Minister of Petroleum Resources, Mrs. Diezani Alison-Madueke
Chineme Okafor in Abuja with agency reports
Chineme Okafor in Abuja with agency reports
The Petroleum Products Pricing Regulatory Agency (PPPRA) on Friday said
that the recent decision of the federal government to cut official
regulated pump price of petrol from N97 to N87 per litre was taken only
after it had carefully considered fundamental trends in global crude oil
market.
PPPRA said in Abuja that the announcement by the Minister of Petroleum
Resources, Mrs. Diezani Alison-Madueke last week was possible after the
government confirmed that it was able to reduce the pump price of petrol
following a consistent and diligent monitoring of market trend, since
the beginning of the current drop in crude oil price.
The Executive Secretary of PPPRA, Ahmed Farouk explained in a statement
that with the N87/litre amount announced, the government still
subsidises the pump price of petrol in favour of consumers by
N2.50/litre.
Ahmed also clarified that the price of crude oil dropped to a point
where the open market price of petrol also fell to a level where the
government considered it appropriate to relieve some of the burden
imposed on Nigerians by the knock-on effect of the dwindling price of
crude oil on the economy.
He stated that the price of crude oil averaged $62 in December, 2014
and dropped to an average of $50 per barrel in the first half of
January, 2015 and that: “It was after a consistent and diligent
monitoring of the trend, since the beginning of the current drop in
crude oil price that government was able to confirm its ability to
reduce the pump price of gasoline, commensurate with the amount
announced.”
“Even at the lowest crude oil price of $47.23 recorded on January 16,
2015, the open market price of petrol was about the same as the
erstwhile price of N97/litre.
What this means is that at the new price of N87 per liter, government is still subsidising the pump price of petrol,” Ahmed added.
What this means is that at the new price of N87 per liter, government is still subsidising the pump price of petrol,” Ahmed added.
He said on the argument that pump price should have dropped in ratio
with the about 50 per cent reduction in price of crude oil that crude
oil price was only one of the several components in deriving the pump
price of petrol.
“Therefore, there is no linear relationship between the price of crude
oil and the pump price of petrol. In addition, when the price of crude
oil reached its peak of $114.26 per barrel on 18 June, 2014, the open
market price of petrol was N157, but government still maintained the
regulated price of N97 per litre and subsidised the difference of N59.51
per litre,” he said.
Ahmed further noted that in determining the amount of reduction on the
pump price of petrol, government was mindful of the impact that an
upward swing in the price of crude oil would mean in the amount of
subsidy exposure.
Meanwhile, the Organisation of Petroleum Exporting Countries (OPEC) has
defended its decision not to interfere with the sliding price of crude
oil in the global market with its November decision to maintain
production output of 30 million barrels per day (mbpd).
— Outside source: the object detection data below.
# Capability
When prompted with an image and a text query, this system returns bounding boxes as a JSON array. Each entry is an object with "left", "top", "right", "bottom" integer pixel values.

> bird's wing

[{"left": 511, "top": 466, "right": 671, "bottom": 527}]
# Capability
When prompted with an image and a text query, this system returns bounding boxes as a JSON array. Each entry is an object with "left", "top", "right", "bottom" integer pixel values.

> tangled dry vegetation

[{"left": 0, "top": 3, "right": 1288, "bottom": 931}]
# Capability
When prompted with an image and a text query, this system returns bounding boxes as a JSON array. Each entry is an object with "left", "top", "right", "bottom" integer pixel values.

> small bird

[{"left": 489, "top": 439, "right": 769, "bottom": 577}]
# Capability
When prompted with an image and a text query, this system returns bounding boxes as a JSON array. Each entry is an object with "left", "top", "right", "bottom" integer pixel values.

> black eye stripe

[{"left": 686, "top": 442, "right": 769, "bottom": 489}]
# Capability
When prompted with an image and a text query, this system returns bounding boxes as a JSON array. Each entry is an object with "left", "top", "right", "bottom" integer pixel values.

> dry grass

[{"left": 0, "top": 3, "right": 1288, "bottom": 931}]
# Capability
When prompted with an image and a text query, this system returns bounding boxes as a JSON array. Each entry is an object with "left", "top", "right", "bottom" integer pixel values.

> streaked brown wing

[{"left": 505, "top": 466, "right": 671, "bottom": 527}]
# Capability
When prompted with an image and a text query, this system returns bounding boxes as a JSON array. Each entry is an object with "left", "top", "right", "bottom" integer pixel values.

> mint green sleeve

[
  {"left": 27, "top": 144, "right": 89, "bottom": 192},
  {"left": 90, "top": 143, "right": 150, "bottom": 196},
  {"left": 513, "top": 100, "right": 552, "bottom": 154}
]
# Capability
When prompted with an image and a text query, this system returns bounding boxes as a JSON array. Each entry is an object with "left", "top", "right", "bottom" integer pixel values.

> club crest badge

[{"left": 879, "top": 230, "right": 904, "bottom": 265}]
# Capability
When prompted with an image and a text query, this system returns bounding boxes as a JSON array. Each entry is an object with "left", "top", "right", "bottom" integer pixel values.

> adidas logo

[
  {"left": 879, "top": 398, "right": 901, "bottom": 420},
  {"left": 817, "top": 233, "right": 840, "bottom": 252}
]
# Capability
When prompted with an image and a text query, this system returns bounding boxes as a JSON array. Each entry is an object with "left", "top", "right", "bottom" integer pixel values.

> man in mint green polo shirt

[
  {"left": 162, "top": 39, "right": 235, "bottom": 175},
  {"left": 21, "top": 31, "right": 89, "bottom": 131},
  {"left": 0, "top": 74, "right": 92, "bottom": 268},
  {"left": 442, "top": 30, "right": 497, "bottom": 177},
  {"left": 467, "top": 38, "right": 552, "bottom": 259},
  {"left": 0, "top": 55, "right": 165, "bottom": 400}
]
Rising supplies and tepid global demand has led to drop in oil price
since June 2014 and the slide in prices accelerated in November after
OPEC stunned the market by deciding to maintain production at 30mbpd
rather than cutting output to stem the falls.
Reuters reported that OPEC Secretary General, Abdalla El-Badri told a
panel at the World Economic Forum (WEF) in Davos, Switzerland that
cutting output to stabilise prices was not a viable strategy for the oil
cartel, which has sought to retain market share in the face of surging
non-OPEC supply.
“If we had cut in November, we would have to cut again in March and
June and again,” El-Badri was quoted to have said, adding that,
“Non-OPEC would keep on producing and replace us.”
El-Badri also explained that the move to protect OPEC’s market share was not directed to any one country.
“It was a pure economic decision. I don’t understand, everyone is
crying (and saying this was a) decision against the US, (it is a) war
between Saudi and US. It is all nonsense. It is the logic,” he added.
The energy panel at the WEF also featured the Chief Executive of Saudi
Aramco, Khalid Al-Falih, who said the oil market would eventually
balance itself but it would take time for the supply glut to unwind.
Al-Falih was also quoted by Reuters to have said that years of elevated
oil prices, propped up by geopolitics, had driven unconventional supply
and complex projects around the world but that the bubble of fear burst
in 2014 and expectations of elevated prices in the future had been
shaken as a result.
“People will be more careful before committing large sums to the oil and gas industry,” he predicted.